Guin’s zest for life. I’m not sure I’ve ever met someone so enthusiastic about doing everything, and I absolutely love that.
Gram’s strong will. I would not be who I am today without it.
Grandma’s laugh when I’ve done something stupid. It’s a promise that I too will get to the point where I can a) laugh at myself and b) see far enough ahead to avoid doing stupid things.
Grandpa’s stubbornness. It’s a generational gift. I’m proud to have it.
Brandon and Kyle’s willingness to (still) be the little cousins. Even though that means putting up with far more of my nonsense than they probably should have to.

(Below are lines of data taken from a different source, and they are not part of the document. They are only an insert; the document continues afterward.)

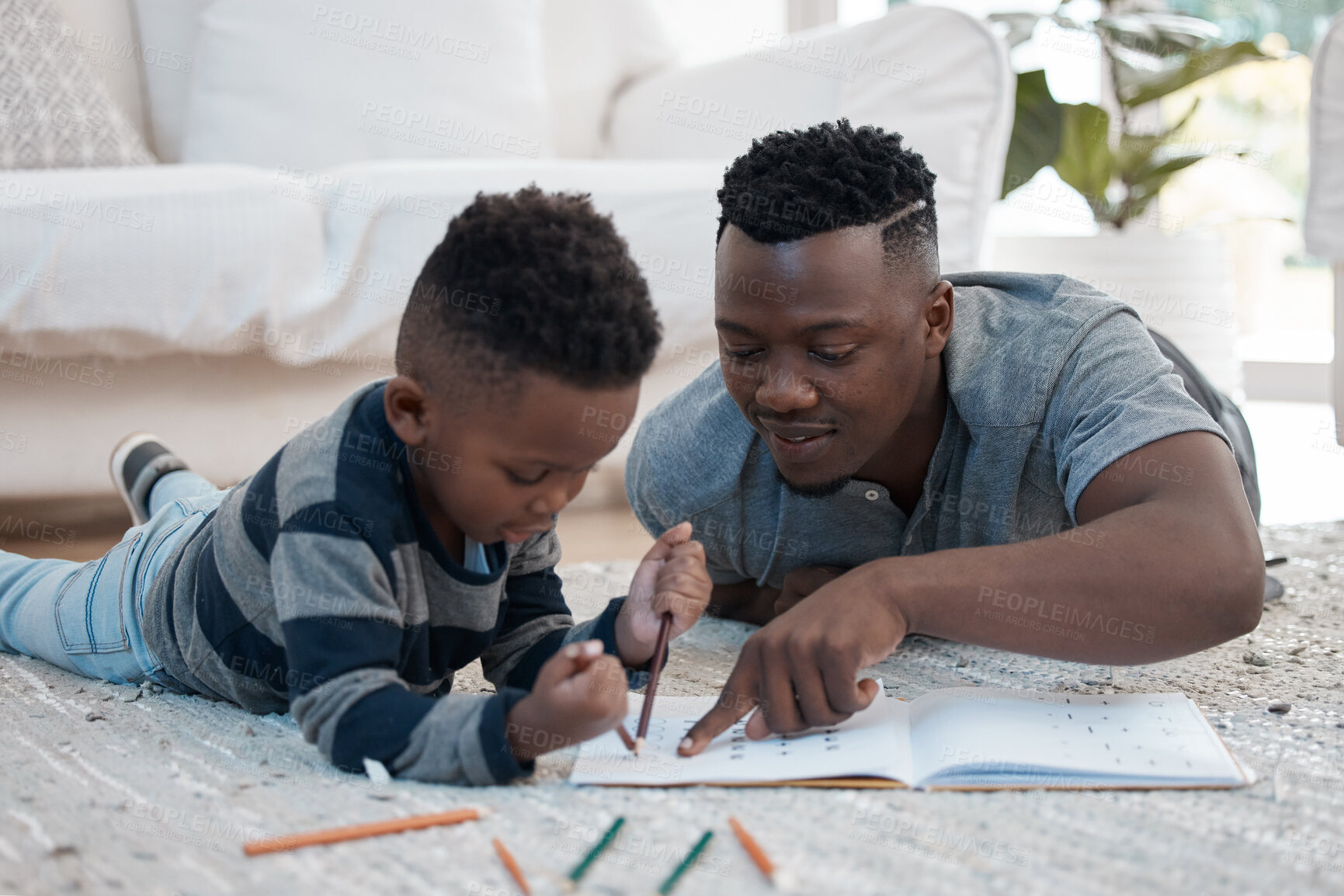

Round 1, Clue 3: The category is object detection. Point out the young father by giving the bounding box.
[627,121,1265,755]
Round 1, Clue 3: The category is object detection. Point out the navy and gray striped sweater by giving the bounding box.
[144,383,645,784]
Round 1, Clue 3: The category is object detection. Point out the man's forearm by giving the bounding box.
[864,501,1265,665]
[706,580,780,626]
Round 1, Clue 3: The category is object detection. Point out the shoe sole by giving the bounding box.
[107,432,162,525]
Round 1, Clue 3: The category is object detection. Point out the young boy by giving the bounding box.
[0,186,711,784]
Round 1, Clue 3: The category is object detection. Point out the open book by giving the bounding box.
[570,688,1254,790]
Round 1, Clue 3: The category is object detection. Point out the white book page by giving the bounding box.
[570,690,912,787]
[910,688,1245,786]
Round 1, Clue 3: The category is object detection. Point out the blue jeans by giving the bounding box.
[0,471,227,689]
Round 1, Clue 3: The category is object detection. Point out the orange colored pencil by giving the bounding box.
[491,837,532,896]
[728,815,774,884]
[243,809,491,856]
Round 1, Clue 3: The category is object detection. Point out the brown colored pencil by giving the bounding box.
[243,809,491,856]
[634,613,672,756]
[491,837,532,896]
[616,721,634,752]
[728,815,774,884]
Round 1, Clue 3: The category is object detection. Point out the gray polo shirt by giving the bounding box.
[625,271,1231,587]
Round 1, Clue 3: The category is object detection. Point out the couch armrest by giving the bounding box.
[609,7,1016,270]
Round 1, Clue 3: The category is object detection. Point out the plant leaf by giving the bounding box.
[1118,40,1270,106]
[1054,102,1116,208]
[1116,97,1199,174]
[998,68,1063,199]
[1096,12,1221,57]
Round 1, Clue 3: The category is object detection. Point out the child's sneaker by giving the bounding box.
[109,432,187,525]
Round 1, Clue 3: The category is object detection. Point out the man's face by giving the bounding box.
[384,372,640,544]
[714,224,950,495]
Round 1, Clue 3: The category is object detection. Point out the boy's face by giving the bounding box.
[383,372,640,544]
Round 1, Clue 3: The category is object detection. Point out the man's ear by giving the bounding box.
[383,376,430,447]
[923,280,952,359]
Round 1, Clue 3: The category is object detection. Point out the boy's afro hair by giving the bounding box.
[397,184,662,392]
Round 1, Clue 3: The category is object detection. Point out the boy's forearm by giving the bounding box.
[876,501,1263,665]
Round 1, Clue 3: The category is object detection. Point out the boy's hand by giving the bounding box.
[616,523,714,666]
[504,641,627,762]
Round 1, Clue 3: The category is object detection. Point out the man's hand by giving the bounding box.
[504,641,627,762]
[616,523,714,666]
[774,564,848,615]
[677,567,908,756]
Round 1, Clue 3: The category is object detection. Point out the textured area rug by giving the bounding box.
[0,523,1344,896]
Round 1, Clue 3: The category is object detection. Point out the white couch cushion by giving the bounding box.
[542,0,676,158]
[51,0,151,144]
[0,160,722,368]
[182,0,550,169]
[1302,13,1344,259]
[0,165,324,359]
[132,0,208,162]
[0,0,156,168]
[612,5,1015,271]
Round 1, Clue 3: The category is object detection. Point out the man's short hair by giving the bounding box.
[717,118,938,276]
[397,184,662,399]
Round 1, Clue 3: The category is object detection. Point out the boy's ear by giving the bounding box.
[383,375,430,446]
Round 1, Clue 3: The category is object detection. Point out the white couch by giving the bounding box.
[0,0,1013,502]
[1302,13,1344,445]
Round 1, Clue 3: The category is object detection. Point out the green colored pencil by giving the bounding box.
[658,830,714,896]
[570,815,625,884]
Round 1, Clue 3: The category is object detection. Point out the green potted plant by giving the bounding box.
[989,0,1269,224]
[991,0,1269,395]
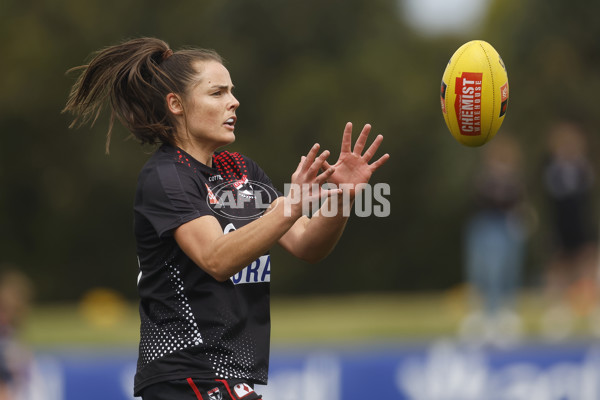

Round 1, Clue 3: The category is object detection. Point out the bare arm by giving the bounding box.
[279,123,389,262]
[174,145,335,281]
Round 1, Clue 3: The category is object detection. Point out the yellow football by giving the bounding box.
[440,40,508,147]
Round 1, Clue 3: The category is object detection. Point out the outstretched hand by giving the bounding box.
[323,122,390,195]
[287,143,341,219]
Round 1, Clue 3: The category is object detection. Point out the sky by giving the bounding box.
[399,0,490,35]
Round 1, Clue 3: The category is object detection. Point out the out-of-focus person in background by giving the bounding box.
[542,122,600,339]
[0,265,33,400]
[459,134,527,346]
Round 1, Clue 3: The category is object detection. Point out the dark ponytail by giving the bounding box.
[63,38,223,152]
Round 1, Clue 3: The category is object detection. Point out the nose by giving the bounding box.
[229,94,240,110]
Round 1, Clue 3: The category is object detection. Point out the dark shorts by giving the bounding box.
[142,378,262,400]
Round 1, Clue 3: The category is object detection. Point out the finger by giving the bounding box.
[370,153,390,172]
[308,150,330,175]
[302,143,321,171]
[315,164,335,185]
[354,124,371,156]
[341,122,352,153]
[363,135,383,162]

Tanner Pfeiffer’s leadership. Tanner runs a tight ship in any rehearsal room he walks into, but he’s one of those lovely people who meets everyone where they are and understands that sometimes there are more important things in life that can take us away from the music temporarily. He’s also an excellent example in every way, since he keeps up more musical disciplines than anyone I know.
McLean Macionis’ dance partnering. Sometimes I forget what it means to really feel comfortable near someone. McLean reminds me.

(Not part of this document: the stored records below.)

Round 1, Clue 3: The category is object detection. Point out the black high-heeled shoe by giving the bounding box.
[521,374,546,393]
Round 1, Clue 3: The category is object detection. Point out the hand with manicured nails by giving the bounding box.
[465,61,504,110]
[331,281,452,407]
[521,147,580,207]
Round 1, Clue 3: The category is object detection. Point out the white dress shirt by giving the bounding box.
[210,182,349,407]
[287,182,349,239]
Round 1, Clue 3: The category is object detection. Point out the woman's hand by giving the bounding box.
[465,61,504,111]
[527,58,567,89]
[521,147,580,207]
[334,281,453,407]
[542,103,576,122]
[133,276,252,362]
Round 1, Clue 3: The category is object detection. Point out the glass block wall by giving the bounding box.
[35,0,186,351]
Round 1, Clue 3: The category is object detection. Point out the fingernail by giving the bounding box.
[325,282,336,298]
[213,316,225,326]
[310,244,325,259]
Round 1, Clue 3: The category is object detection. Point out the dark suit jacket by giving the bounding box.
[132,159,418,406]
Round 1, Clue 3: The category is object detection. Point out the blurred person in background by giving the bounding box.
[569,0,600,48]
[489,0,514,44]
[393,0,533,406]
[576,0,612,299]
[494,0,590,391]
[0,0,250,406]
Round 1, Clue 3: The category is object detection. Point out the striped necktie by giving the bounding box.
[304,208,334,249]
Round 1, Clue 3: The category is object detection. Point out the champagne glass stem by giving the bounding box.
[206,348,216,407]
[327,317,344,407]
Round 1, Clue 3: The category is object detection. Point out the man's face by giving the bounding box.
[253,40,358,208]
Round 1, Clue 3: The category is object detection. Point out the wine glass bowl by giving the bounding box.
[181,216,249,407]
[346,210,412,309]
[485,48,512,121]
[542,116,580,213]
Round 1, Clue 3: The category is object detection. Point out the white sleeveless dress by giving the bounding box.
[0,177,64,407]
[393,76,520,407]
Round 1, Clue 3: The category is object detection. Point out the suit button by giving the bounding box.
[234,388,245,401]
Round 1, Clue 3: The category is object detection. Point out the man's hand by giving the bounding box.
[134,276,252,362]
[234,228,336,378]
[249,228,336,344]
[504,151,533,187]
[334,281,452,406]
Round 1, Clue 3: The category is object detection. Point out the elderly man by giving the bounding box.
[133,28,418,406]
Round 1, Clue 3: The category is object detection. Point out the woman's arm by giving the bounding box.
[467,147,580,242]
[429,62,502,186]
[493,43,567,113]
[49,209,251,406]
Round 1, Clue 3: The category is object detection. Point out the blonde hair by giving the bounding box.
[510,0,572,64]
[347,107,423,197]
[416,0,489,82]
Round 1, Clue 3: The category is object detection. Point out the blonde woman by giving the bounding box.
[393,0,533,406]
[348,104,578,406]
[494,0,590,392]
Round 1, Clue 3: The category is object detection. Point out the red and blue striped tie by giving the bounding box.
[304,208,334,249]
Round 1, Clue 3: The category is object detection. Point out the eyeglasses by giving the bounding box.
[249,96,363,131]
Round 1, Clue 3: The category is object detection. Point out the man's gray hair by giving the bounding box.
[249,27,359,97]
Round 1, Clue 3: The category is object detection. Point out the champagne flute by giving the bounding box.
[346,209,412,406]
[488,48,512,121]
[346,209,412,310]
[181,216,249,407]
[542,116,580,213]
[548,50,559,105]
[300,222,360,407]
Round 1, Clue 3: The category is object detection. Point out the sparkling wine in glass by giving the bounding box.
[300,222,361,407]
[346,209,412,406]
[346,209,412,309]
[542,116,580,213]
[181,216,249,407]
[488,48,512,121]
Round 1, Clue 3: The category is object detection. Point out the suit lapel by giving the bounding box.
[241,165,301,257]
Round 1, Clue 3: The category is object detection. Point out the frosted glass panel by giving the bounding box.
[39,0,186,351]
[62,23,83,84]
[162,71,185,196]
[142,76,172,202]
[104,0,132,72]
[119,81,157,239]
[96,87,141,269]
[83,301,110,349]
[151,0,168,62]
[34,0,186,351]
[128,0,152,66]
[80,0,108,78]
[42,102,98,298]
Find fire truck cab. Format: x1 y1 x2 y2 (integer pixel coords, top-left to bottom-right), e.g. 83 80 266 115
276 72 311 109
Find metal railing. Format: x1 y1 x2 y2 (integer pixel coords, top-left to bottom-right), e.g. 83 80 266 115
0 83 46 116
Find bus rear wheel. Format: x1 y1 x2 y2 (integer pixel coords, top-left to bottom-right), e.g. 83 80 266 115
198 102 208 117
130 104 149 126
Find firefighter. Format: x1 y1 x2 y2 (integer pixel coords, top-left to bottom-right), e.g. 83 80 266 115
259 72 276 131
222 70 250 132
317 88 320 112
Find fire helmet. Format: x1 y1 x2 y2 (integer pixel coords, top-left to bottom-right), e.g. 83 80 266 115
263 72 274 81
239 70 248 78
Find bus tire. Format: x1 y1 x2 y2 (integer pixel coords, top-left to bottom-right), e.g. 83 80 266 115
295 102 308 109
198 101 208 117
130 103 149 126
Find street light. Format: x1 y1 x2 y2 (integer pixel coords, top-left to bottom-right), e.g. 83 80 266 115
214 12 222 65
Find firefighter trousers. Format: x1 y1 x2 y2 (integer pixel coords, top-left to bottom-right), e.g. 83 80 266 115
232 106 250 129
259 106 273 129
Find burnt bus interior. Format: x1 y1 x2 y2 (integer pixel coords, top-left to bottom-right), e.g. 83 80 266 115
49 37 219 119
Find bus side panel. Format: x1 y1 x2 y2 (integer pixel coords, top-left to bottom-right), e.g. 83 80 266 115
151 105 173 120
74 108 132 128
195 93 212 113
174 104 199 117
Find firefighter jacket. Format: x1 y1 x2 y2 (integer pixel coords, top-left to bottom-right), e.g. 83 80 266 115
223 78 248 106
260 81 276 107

Christi Jay Wells’ openness. They were the mentor and endless source of knowledge and context I needed before I realized how badly I needed someone like that. Their continuing insight helps light my way forward even still.
Brianne Borden’s calm. And her willingness to share it with me, even when both of our lives are hectic AF.
Kim Hankins’ encyclopedic knowledge. I’m pretty sure Kim knows everything. Thankfully, she’s willing to share the best of her with the rest of us. (Especially her body-mapping wizardry—that’s some powerful stuff.)
Jody Rockmaker’s perpetual faith in me. He’s been in my corner since I was an enthusiastic junior in high school, tripping over my own feet and unsure who my favorite composer was (answer: at the time, it was Brian Balmages, but I said Holst in my interview because I thought that’s what the faculty wanted to hear).
Michael Pisaro’s welcome. Dating a guy whose dad is your teacher (or, at least, was at the time the relationship was new) is a little daunting. Mike made it super easy and really friendly, and now he mostly just laughs at my jokes when no one else will, which is also a valued skill set.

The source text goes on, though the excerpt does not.